На улице остановились две женщины с коромыслами. Они прислушались к крику, который донесся из сарая, и одобрительно закивали:
— Молодец, молодец! Правильно делает, что дочку учит. Никого Зинка не стала бояться.
— Дело, дело говоришь. Груня в строгости дочь содержит.
Мать «учила» дочку в сарае...
Сарай был высокий, крытый обрывками толя и клочками серого слежавшегося сена, торчали стропила, двери сняли зимой на растопку кизяка в русской печи.
— Маманя, маманя, не виновная я! — визгливо орала Зинка.— Не буду более без спроса брать твоего!
Вообще-то Зинка вызывала у меня непонятный интерес—выхаживает, как взрослая. И к солдатам ночью на свиданья бегает...
Спала Зинка летом на сеновале, так что матери трудно было уследить за ее похождениями. Зинка отличалась от девчонок из моей Тридцать четвертой школы. Тех можно было на большой перемене вытолкнуть из очереди в буфете, ударить портфелем по голове, дернуть за косу, пригрозить кулаком, чтобы не ябедничали. Я не мог представить, чтобы какая-нибудь городская девчонка осмелилась выйти ночью из дому на улицу, не то что бежать в кромешной темноте огородами, мимо кладбища, к солдату на какое-то свидание.
Помню: в третьем классе я пошел после уроков с Борькой Пашковым и Вовкой Гладких в кино на «Дети капитана Гранта». С нами пошла Лерка, тоже из нашего класса.
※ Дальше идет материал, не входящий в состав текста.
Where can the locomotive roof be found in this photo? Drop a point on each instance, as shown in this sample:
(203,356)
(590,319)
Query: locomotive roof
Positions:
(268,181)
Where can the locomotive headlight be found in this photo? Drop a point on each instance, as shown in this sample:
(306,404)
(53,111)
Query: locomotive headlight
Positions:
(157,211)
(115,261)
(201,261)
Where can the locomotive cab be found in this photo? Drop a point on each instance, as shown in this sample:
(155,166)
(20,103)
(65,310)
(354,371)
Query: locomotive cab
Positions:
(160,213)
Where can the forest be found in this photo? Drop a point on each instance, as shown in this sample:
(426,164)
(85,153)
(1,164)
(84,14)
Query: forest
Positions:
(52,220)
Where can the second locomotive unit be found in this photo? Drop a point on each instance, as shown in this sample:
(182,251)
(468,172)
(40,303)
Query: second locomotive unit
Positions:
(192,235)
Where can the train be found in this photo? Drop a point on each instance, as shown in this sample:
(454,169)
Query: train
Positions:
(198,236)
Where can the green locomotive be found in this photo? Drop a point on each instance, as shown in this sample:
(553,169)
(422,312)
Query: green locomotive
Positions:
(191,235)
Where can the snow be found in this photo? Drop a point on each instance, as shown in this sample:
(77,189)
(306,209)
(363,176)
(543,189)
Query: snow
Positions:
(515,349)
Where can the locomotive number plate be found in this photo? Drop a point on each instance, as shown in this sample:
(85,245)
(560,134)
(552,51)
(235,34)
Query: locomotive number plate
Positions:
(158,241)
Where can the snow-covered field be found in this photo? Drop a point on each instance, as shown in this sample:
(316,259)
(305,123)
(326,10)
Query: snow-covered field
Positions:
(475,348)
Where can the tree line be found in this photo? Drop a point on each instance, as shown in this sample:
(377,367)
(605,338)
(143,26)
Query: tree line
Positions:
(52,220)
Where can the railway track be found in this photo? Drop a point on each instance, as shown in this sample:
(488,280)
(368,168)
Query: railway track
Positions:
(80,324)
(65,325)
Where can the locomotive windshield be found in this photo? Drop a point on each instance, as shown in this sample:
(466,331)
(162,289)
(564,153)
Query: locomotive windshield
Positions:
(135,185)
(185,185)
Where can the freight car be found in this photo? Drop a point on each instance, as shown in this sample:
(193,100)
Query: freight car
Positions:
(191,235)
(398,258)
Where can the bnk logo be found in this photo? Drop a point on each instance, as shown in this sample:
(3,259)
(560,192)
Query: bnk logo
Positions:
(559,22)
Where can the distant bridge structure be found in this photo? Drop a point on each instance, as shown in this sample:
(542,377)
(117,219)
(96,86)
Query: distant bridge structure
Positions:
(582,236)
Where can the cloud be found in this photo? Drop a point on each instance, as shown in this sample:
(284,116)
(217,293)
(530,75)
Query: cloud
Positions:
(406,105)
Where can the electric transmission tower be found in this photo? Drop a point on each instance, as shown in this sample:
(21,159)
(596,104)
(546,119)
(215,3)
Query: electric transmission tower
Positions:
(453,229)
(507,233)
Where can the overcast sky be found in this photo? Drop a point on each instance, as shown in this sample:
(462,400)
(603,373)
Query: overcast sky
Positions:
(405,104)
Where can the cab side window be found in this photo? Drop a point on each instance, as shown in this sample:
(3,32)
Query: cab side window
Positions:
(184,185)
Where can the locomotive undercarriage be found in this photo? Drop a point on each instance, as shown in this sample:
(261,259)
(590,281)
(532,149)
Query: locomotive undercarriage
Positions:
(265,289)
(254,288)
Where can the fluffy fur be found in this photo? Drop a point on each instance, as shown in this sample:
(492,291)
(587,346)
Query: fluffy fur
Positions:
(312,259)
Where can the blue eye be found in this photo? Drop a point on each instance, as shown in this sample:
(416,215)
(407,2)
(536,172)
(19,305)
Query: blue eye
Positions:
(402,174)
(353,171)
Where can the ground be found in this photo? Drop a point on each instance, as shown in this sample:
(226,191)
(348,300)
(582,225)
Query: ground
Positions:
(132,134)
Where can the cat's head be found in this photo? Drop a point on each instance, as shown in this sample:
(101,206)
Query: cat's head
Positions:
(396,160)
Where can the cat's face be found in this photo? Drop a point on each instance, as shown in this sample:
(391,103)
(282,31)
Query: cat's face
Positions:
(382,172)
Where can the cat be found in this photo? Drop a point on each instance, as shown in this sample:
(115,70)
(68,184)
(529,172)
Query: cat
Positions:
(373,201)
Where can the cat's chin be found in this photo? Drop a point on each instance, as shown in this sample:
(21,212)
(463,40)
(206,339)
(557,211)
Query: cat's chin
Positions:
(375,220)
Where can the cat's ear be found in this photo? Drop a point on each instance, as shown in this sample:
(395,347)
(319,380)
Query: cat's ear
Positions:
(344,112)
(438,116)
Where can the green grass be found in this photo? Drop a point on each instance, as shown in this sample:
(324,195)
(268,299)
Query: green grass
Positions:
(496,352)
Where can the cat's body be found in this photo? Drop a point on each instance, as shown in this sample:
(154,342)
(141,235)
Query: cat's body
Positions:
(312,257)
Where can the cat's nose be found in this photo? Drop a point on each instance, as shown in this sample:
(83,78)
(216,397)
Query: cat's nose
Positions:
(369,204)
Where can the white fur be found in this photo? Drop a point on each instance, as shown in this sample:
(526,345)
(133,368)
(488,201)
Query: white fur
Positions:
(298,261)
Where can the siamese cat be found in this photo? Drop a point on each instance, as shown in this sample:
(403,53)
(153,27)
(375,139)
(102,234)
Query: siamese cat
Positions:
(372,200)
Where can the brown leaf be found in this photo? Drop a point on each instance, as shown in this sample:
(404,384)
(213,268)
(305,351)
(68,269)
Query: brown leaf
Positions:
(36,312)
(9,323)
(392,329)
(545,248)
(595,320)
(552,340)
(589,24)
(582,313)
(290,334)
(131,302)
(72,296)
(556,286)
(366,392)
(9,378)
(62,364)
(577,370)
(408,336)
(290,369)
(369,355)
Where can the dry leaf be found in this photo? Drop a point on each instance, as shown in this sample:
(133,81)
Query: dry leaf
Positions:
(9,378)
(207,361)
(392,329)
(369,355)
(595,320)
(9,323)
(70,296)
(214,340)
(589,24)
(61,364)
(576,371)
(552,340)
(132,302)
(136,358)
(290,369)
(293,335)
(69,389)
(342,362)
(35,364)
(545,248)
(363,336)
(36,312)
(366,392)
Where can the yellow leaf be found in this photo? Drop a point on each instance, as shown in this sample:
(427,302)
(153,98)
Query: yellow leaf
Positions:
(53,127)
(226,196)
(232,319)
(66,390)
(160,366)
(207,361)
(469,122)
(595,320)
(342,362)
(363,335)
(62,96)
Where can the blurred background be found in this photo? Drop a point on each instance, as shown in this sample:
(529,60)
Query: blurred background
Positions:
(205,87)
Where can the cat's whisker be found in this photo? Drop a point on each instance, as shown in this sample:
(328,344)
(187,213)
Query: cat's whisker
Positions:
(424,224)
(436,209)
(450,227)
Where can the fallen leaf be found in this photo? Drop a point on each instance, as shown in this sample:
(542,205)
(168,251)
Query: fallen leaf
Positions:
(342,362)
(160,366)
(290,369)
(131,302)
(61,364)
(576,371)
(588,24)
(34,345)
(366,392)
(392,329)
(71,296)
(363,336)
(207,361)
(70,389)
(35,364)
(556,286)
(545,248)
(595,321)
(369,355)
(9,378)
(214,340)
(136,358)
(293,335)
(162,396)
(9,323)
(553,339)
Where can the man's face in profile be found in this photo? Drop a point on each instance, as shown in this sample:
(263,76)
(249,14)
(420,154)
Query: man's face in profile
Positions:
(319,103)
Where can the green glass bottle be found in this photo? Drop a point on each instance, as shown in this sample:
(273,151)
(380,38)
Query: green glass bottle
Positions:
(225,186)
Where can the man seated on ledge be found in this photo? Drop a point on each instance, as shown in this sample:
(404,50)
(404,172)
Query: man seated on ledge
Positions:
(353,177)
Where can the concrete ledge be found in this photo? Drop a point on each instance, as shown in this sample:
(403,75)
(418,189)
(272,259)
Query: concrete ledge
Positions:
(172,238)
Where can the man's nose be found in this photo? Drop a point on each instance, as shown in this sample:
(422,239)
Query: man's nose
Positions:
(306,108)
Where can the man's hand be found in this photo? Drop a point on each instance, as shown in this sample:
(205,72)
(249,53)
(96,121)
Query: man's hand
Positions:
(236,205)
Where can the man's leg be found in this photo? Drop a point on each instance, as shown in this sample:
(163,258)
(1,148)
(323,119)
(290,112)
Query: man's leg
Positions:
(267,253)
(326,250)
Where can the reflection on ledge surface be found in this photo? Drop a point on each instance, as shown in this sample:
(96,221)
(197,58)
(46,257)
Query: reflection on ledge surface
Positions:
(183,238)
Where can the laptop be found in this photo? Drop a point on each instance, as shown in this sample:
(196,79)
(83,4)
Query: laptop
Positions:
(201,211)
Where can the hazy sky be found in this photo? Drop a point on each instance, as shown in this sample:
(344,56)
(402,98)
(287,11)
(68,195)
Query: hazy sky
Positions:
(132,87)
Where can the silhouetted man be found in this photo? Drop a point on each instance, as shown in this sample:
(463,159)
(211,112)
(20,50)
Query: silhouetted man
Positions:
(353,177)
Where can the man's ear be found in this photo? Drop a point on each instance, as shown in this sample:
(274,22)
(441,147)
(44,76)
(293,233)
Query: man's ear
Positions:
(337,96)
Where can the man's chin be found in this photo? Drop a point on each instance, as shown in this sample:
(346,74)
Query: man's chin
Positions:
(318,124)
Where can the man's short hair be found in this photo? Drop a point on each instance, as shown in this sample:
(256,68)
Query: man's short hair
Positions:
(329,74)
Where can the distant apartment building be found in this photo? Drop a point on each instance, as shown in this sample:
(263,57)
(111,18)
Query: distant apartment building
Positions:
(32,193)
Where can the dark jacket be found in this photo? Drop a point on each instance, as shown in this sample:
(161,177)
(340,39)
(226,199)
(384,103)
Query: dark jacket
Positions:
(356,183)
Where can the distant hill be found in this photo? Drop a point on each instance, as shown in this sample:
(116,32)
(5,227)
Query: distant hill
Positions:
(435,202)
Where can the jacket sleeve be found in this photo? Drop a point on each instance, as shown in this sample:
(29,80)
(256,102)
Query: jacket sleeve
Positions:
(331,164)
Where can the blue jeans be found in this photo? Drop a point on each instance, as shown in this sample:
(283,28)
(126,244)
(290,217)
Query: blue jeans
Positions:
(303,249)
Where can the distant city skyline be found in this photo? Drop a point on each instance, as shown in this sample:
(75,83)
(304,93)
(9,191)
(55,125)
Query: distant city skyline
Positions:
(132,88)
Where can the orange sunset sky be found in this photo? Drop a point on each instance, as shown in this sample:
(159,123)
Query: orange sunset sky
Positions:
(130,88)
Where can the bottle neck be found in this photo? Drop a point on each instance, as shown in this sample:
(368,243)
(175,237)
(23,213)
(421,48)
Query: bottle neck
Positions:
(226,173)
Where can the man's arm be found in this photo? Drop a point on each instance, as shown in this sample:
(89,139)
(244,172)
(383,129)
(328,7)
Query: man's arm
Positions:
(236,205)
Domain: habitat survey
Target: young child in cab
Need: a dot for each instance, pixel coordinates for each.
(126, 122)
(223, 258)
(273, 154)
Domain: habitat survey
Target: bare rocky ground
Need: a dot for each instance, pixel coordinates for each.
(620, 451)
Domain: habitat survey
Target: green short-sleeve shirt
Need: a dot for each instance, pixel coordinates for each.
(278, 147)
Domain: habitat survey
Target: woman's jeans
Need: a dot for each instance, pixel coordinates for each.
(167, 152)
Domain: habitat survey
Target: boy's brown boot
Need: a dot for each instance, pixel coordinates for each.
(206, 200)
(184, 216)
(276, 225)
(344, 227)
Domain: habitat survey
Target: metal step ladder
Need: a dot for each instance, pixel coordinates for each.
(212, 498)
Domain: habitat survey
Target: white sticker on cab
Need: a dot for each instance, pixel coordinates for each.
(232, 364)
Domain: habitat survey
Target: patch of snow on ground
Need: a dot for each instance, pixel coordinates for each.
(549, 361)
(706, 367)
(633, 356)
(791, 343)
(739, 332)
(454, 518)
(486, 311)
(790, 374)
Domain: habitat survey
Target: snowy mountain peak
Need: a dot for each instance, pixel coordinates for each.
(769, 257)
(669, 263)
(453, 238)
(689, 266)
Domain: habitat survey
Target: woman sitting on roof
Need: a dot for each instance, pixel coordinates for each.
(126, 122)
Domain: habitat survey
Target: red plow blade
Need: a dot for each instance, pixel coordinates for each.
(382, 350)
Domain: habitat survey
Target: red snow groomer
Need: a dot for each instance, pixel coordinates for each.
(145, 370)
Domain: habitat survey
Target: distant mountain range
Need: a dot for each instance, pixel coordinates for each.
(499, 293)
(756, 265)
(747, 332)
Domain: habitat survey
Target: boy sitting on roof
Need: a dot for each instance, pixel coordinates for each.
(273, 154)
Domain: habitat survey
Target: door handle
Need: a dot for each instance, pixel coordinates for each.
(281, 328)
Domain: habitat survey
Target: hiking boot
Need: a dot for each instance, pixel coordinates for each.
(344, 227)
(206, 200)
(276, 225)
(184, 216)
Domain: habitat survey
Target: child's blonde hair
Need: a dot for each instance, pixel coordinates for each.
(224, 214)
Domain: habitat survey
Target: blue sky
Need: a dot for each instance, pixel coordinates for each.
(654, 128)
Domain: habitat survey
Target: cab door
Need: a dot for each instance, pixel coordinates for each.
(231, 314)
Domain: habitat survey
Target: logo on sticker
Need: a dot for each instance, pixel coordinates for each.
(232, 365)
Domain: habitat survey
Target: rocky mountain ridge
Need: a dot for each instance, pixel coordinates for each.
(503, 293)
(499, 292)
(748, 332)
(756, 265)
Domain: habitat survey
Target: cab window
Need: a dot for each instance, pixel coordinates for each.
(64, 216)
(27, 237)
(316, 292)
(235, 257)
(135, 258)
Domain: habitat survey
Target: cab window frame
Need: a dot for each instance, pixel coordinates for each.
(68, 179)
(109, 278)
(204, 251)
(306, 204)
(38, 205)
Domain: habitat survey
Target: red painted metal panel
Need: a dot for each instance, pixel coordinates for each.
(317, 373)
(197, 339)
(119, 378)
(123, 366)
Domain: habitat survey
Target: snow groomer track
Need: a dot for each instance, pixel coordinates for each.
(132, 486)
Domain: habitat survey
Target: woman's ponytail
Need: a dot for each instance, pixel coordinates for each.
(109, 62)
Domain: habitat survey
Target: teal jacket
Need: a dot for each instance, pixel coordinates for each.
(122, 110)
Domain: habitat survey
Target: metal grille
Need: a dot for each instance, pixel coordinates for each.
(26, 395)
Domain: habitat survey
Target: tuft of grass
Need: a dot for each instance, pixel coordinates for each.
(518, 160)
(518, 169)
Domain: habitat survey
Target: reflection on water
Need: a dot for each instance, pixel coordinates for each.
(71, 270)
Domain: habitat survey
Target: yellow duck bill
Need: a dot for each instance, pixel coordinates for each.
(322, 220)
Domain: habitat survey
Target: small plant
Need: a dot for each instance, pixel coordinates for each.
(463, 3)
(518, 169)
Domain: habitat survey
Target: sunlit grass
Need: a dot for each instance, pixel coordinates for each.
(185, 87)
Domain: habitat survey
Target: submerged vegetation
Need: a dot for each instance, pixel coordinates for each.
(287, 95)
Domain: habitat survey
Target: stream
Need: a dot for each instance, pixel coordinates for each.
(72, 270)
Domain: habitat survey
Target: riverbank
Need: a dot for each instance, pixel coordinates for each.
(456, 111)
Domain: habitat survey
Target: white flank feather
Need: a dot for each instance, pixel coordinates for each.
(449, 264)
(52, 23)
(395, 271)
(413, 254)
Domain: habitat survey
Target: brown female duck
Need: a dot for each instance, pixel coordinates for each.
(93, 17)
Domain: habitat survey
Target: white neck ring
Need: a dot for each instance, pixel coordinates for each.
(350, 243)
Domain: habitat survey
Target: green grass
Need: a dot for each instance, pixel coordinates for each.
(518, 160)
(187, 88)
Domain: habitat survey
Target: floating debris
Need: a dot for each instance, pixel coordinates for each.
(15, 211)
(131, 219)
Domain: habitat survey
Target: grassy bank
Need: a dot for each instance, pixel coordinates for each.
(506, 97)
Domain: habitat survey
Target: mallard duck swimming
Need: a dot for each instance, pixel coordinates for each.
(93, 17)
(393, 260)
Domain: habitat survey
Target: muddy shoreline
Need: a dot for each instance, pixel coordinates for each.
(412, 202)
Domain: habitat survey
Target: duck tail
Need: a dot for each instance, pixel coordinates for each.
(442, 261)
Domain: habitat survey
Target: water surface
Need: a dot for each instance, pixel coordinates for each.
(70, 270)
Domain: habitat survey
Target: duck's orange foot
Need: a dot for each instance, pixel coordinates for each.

После кино мы проводили Лерку до ее дома. Нас кто- то увидел. И на второй день Пашкова, Гладких и меня мальчишки дразнили «женихами». Это было очень стыдно. Мы перестали разговаривать с Леркой.
— Маманя, будя терзать! — орала в сарае Зинка.— Маманя, больно, не соображаешь, что ли! Волосы-то выдерешь.
Тетя Груня вошла в раж. Она ни разу в жизни не била детей, и, переступив через заветное, не могла сдержаться.
Неизвестно, чем бы кончилось «учение», если бы в конце улицы не послышался разноголосый собачий лай.
Женщин с ведрами ветром сдуло. Улица опустела. Тетя Груня тоже услышала свору. Она выбежала из сарая, постояла, пригнувшись, чтобы ее не увидели с улицы, перебежала двор.
По деревенской улице шла почтальонша.
ГЛАВА ТРЕТЬЯ
Она ходила в черной юбке, длинной — до самых верхов тяжелых солдатских сапог. Почтальонша была высокой и костлявой. Она вышагивала по деревне, стучали сапоги, разносился неистовый лай. Собаки катились следом, норовя вцепиться желтыми клыками в ее ноги. Никто не отзывал собак, не обращала на них внимания и сама почтальонша. Изредка быстрым и точным движением, точно сбивая росу на крапиве, выбрасывала вперед ногу, доносился отчаянный визг, и опять слышался захлебистый лай. Из-за прикрытых ставень, из-за навесов, из-за плетней за женщиной в черной юбке следили десятки глаз. В глазах были испуг и суеверная надежда, что собаки отпугнут письмоносицу от дома, от улицы, от деревни — и тогда уйдет беда, никто не придет и не скажет: «Вам пришла похоронка».